= Prince Kofi Nti of Asante and Trinidad =

Prince Kofi Nti (Nana Kofi Nti) also known in the Caribbean as William Kofi Nti, was the son of King Karikari, the tenth Asantehene, or ruler, of the Ashanti Empire. William was added to his name when he was baptised in England. He spent many years in Trinidad before moving to Sierra Leone and later returning to England.

== Biography ==
King Karikari, the son of Afia Kobi, ruled from 28 May 1867 until his abdication on 26 October 1874. After the 1874 war, the British imposed conditions on the Ashantis to take the sons of King Karikari to be educated in British culture and civilization. After the death of one of the sons from tuberculosis, Prince Kofi was taken to Trinidad in the West Indies as a place of safe exile.

When he arrived in Trinidad, he was placed under the care of James Henry Collins, the headmaster of a boys school at Tranquillity, Port of Spain. His popular name was the "Black Prince". It is believed he socialized with the social elite. It is recorded that he was part of the festivities when two sons of the Prince of Wales, Princes Edward and George, visited the island.
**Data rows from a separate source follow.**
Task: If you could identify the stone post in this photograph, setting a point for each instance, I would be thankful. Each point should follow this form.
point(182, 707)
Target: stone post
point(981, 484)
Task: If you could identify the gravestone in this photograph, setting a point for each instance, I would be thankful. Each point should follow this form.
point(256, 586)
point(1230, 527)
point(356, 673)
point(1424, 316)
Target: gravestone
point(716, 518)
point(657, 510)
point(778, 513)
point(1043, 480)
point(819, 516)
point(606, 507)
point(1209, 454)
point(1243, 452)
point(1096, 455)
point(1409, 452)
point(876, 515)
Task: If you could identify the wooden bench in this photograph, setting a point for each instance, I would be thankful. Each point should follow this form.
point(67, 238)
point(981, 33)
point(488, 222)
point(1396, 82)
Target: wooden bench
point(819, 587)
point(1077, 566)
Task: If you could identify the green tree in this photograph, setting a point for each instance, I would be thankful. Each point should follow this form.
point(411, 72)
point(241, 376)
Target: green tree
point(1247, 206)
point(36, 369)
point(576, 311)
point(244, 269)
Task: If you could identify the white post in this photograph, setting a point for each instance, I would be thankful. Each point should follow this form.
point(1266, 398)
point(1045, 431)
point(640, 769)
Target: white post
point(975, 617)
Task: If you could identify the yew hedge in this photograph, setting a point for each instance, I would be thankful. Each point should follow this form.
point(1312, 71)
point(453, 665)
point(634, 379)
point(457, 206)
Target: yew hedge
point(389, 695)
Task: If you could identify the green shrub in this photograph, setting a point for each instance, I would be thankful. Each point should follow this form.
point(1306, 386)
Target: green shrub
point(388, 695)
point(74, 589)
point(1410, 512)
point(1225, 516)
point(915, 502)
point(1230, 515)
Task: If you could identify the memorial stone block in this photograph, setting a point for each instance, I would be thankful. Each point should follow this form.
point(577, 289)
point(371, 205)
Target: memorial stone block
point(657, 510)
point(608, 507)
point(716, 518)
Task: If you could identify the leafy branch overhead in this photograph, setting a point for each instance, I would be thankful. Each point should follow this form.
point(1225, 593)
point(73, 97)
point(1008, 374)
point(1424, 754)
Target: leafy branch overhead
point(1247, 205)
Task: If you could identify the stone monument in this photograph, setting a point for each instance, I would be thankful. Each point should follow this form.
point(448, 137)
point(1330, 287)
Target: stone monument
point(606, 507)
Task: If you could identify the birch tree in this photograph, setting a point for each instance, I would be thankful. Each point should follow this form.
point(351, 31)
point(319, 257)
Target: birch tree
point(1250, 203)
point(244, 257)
He designed a Victorian-style signal station (lighthouse) on top of the Fort George hills west of Port of Spain. He remained in Trinidad until 1886 and then moved to Sierra Leone. He was appointed as an interpreter to King Prempeh I during the king's stay in Sierra Leone on his way to exile in the Seychelles.

He moved to England after his relationship with the Asante royals turned sour following the refusal of the royals to adopt the English language and as allegations were leveled at him for not speaking the Akan language properly. He later died in England.

The memorial to his lighthouse stands 1,120 above sea level and was built by enslaved Africans.